そしてもう一つ目についた点が、以下の文章です。
(中略)皆様方の中には琉球民族としてのアイデンティティーを大切にしたいと願われる方々もいらっしゃるかもしれません。その想いは私も大切にして頂きたいと思います。しかし、琉球國は歴史の一部分であります。
昔琉球國があり、私共の祖先は琉球の民として生きてきたことがありましたが、新たに日本人として生きる選択をした、というのが現在までの歴史であります。その選択は琉球の民が持つ「平和を愛し争いを好まない」と言う誇りに基づいての選択だったのかと思います。
日本国は唯一の被爆国であり、私共は大東亜戦争時代に唯一の上陸戦を経験した者の子孫でもあり、沖縄の子供たちに争いを見せたくはありません。
歴史として琉球國を学び大切にしながら、先達の選択どおり平和を愛し、争いを好まない者として対話により異なる意見を持つ様々な方々と多様性の理解を深める努力を、これからも皆様と共にしていきたく存じます。それが、琉球のアイデンティティーかと思います。
太字の部分が少しわかりにくいのですが、その答えは続きの部分にあります。
私は沖縄県に生きる方々が同じ沖縄県民の方々に「米国とのハーフだから、内地とのハーフだから、と悪気無く言われ傷つきました」と言うお話を伺った事がございます。

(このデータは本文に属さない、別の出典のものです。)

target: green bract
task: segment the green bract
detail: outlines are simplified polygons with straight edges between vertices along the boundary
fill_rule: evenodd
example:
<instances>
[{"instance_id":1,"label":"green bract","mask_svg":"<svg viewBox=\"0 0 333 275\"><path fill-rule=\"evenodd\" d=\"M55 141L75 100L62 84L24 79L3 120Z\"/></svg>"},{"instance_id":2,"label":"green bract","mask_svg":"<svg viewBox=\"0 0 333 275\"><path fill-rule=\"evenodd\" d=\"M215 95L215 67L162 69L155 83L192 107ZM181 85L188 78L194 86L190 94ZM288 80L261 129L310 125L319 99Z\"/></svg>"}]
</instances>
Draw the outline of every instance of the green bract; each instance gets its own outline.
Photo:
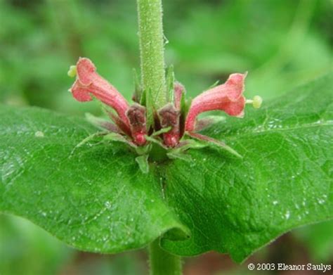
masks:
<instances>
[{"instance_id":1,"label":"green bract","mask_svg":"<svg viewBox=\"0 0 333 275\"><path fill-rule=\"evenodd\" d=\"M0 210L24 217L77 248L117 252L147 245L181 255L215 250L241 262L294 227L331 219L332 75L228 117L190 160L150 163L98 140L83 119L38 108L0 109ZM165 234L167 232L166 234Z\"/></svg>"}]
</instances>

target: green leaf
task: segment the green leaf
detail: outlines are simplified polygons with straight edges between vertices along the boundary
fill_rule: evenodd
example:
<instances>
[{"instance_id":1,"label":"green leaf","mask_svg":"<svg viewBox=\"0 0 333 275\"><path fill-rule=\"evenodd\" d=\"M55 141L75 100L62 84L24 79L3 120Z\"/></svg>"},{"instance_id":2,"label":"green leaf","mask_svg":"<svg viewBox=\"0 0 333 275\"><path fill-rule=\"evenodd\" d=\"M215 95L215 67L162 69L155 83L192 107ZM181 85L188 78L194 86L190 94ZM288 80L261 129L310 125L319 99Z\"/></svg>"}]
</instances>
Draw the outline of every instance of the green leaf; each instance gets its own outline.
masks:
<instances>
[{"instance_id":1,"label":"green leaf","mask_svg":"<svg viewBox=\"0 0 333 275\"><path fill-rule=\"evenodd\" d=\"M148 157L148 155L143 155L136 158L136 161L138 162L140 170L144 174L149 172Z\"/></svg>"},{"instance_id":2,"label":"green leaf","mask_svg":"<svg viewBox=\"0 0 333 275\"><path fill-rule=\"evenodd\" d=\"M172 253L214 250L241 262L332 218L332 83L326 76L202 132L242 159L191 148L192 160L152 162L148 174L122 143L89 141L71 155L96 132L84 120L1 106L0 211L85 250L138 248L167 231L162 245Z\"/></svg>"},{"instance_id":3,"label":"green leaf","mask_svg":"<svg viewBox=\"0 0 333 275\"><path fill-rule=\"evenodd\" d=\"M4 105L0 117L0 211L84 250L139 248L168 231L185 237L159 181L126 146L89 141L72 153L97 131L84 119Z\"/></svg>"},{"instance_id":4,"label":"green leaf","mask_svg":"<svg viewBox=\"0 0 333 275\"><path fill-rule=\"evenodd\" d=\"M192 237L164 238L163 248L188 256L214 250L241 262L293 228L332 219L332 83L326 76L202 132L242 159L192 150L190 165L166 165L166 198Z\"/></svg>"}]
</instances>

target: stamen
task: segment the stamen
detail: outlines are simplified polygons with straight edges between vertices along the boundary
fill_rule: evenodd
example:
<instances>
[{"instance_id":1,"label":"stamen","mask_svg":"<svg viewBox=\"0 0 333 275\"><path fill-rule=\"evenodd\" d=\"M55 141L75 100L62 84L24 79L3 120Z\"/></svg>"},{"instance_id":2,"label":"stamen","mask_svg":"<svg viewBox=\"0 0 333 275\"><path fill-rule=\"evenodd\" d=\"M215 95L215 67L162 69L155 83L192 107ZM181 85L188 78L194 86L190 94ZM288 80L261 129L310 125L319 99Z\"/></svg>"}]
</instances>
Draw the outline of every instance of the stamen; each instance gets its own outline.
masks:
<instances>
[{"instance_id":1,"label":"stamen","mask_svg":"<svg viewBox=\"0 0 333 275\"><path fill-rule=\"evenodd\" d=\"M75 77L77 75L77 66L74 65L70 66L67 74L70 77Z\"/></svg>"}]
</instances>

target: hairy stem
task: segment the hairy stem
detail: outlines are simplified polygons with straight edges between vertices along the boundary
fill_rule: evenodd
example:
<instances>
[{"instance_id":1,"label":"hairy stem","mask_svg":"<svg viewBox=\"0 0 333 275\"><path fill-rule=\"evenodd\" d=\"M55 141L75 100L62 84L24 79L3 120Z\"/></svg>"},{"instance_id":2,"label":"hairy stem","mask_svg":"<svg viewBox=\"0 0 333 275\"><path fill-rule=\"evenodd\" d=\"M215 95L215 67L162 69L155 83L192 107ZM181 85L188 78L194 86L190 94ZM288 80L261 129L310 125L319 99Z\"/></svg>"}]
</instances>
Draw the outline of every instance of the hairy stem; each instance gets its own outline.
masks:
<instances>
[{"instance_id":1,"label":"hairy stem","mask_svg":"<svg viewBox=\"0 0 333 275\"><path fill-rule=\"evenodd\" d=\"M137 0L137 4L142 84L160 108L167 102L162 0Z\"/></svg>"},{"instance_id":2,"label":"hairy stem","mask_svg":"<svg viewBox=\"0 0 333 275\"><path fill-rule=\"evenodd\" d=\"M149 262L150 275L181 275L182 273L180 257L163 250L158 238L149 246Z\"/></svg>"}]
</instances>

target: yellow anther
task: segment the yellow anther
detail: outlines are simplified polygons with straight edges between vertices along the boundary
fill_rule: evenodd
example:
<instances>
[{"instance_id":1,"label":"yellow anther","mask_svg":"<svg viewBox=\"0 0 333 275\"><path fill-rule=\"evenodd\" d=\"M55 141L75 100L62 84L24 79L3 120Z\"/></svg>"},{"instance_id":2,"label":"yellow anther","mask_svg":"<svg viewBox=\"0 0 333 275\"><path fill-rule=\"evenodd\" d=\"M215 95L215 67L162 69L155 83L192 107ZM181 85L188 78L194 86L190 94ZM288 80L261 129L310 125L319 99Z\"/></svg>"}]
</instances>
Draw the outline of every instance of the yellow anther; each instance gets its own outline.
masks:
<instances>
[{"instance_id":1,"label":"yellow anther","mask_svg":"<svg viewBox=\"0 0 333 275\"><path fill-rule=\"evenodd\" d=\"M77 66L72 65L67 73L70 77L74 77L77 75Z\"/></svg>"},{"instance_id":2,"label":"yellow anther","mask_svg":"<svg viewBox=\"0 0 333 275\"><path fill-rule=\"evenodd\" d=\"M256 109L259 109L263 103L263 98L261 96L256 96L253 98L253 107L255 108Z\"/></svg>"}]
</instances>

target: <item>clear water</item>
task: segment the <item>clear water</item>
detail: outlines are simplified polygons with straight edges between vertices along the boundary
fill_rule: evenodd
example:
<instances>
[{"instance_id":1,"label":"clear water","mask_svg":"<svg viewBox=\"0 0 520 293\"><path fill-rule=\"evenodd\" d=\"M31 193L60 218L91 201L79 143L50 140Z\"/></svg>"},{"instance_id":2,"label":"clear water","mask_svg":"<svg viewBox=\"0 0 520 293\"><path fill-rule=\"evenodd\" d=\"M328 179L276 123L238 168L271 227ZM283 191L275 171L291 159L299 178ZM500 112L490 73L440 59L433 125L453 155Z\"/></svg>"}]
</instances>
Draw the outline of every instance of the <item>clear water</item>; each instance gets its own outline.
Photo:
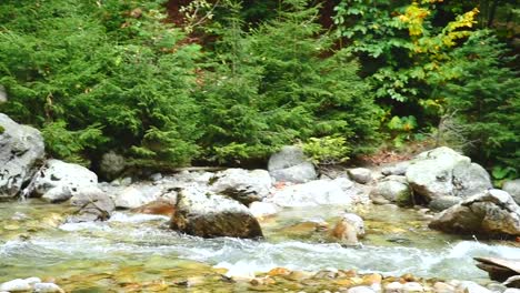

米国人でも無く、沖縄県民としても認めてもらえず、また日本人として先達が生きる選択をしたのにもかかわらず、日本人としても見てもらえない。ハーフは本人が選択できる事ではありませんし、ハーフでありましても同じ日本人であります。
また沖縄を愛する内地の方々が沖縄の方々に中々受け入れて貰えない事も見てまいりました。沖縄を愛して下さる方であるのにも関わらず沖縄出身じゃないだけで、苦労がおありのようでした。
生まれは本人には選べない事ですから、私はお話を伺い申し訳なく思いました。この様な問題もその方の立場に立って考える事により今後理解を深める事が出来るのではないでしょうか。(下略)
誤解を恐れずにハッキリ言うと、尚衛氏は “琉球・沖縄の歴史や文化を尊重し、そして慣習や風俗を受け入れる者を(出自で)排斥してはならない” と訴えており、琉球のアイデンティティーを過去ではなく未来に求めています。そして “琉球國は歴史の一部であります” と断言することで、復國は不可能であり、自らその象徴になることはないとも宣言しています。この辺りは王家の末裔とはいえ、現在日本人として生きている尚家の苦悩が伺える部分であります。
最後に一読すればお分かりかと思われますが、この論文は “おとなの論調” でまとめられています。それはつまりこの論文を王家末裔の言動として過度に利用されたくないとの心理の裏返しで間違いありません。それ故に、尚衛氏の論文をもって “ぼくのかんがえるさいきょうのおきなわ” を主張する輩は(そんな不届き者はいないかとは存じますが)
子ども以下の知性の持ち主
と見做して構わないと断言して今回の記事を終えます。